On November 15, 2023, Rumph was placed on injured reserve with a fractured foot.

On August 27, 2024, Rumph was placed on injured reserve, ending his season.

===New Orleans Saints===
On April 28, 2025, Rumph signed with the New Orleans Saints on a one-year contract.

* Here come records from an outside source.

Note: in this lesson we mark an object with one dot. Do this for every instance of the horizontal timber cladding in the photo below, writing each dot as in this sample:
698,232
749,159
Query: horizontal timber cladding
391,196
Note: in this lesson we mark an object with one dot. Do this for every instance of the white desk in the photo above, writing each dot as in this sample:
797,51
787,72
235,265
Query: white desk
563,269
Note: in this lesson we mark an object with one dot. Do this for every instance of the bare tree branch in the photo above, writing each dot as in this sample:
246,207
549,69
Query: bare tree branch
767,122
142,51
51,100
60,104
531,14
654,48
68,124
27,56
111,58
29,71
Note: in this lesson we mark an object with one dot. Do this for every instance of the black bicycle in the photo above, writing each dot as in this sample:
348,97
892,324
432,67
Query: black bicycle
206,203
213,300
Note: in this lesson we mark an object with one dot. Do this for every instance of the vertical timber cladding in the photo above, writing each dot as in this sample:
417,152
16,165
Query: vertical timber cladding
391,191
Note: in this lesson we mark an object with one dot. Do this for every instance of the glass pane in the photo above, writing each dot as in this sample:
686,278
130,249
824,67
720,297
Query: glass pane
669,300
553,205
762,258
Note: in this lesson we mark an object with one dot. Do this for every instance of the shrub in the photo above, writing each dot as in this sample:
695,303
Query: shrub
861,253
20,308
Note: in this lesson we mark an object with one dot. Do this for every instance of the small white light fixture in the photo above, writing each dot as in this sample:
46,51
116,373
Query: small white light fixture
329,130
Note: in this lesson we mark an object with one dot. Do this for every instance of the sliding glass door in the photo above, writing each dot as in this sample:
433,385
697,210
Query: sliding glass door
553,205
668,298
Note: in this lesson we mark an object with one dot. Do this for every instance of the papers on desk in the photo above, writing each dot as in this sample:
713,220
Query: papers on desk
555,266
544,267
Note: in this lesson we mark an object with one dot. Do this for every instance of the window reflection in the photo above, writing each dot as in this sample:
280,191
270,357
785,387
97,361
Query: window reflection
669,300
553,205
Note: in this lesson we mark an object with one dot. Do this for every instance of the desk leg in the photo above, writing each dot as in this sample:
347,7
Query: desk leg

On March 19, 2026, Rumph re-signed with the Saints on a one-year, $2 million contract.

==NFL career statistics==

Legend
| Bold | Career high |

===Regular season===

Year: Team; Games; Tackles; Interceptions; Fumbles
GP: GS; Cmb; Solo; Ast; Sck; TFL; Int; Yds; Avg; Lng; TD; PD; FF; Fum; FR; Yds; TD
2021: LAC; 16; 0; 19; 8; 11; 1.0; 2; 0; 0; 0.0; 0; 0; 0; 0; 0; 0; 0; 0
2022: LAC; 15; 0; 15; 7; 8; 2.0; 2; 0; 0; 0.0; 0; 0; 1; 0; 0; 0; 0; 0
2023: LAC; 6; 0; 5; 4; 1; 0.0; 0; 0; 0; 0.0; 0; 0; 0; 0; 0; 1; 0; 0
2025: NO; 17; 0; 47; 24; 23; 2.0; 3; 0; 0; 0.0; 0; 0; 1; 1; 0; 0; 0; 0
Career: 54; 0; 86; 43; 43; 5.0; 7; 0; 0; 0.0; 0; 0; 2; 1; 0; 1; 0; 0

===Postseason===

Year: Team; Games; Tackles; Interceptions; Fumbles
GP: GS; Cmb; Solo; Ast; Sck; TFL; Int; Yds; Avg; Lng; TD; PD; FF; Fum; FR; Yds; TD
2022: LAC; 1; 0; 1; 1; 0; 0.0; 0; 0; 0; 0.0; 0; 0; 0; 0; 0; 0; 0; 0
Career: 1; 0; 1; 1; 0; 0.0; 0; 0; 0; 0.0; 0; 0; 0; 0; 0; 0; 0; 0

==Personal life==
Rumph's father, Chris Rumph, played linebacker at South Carolina and has coached at the collegiate and professional levels and is currently the defensive line coach for Clemson.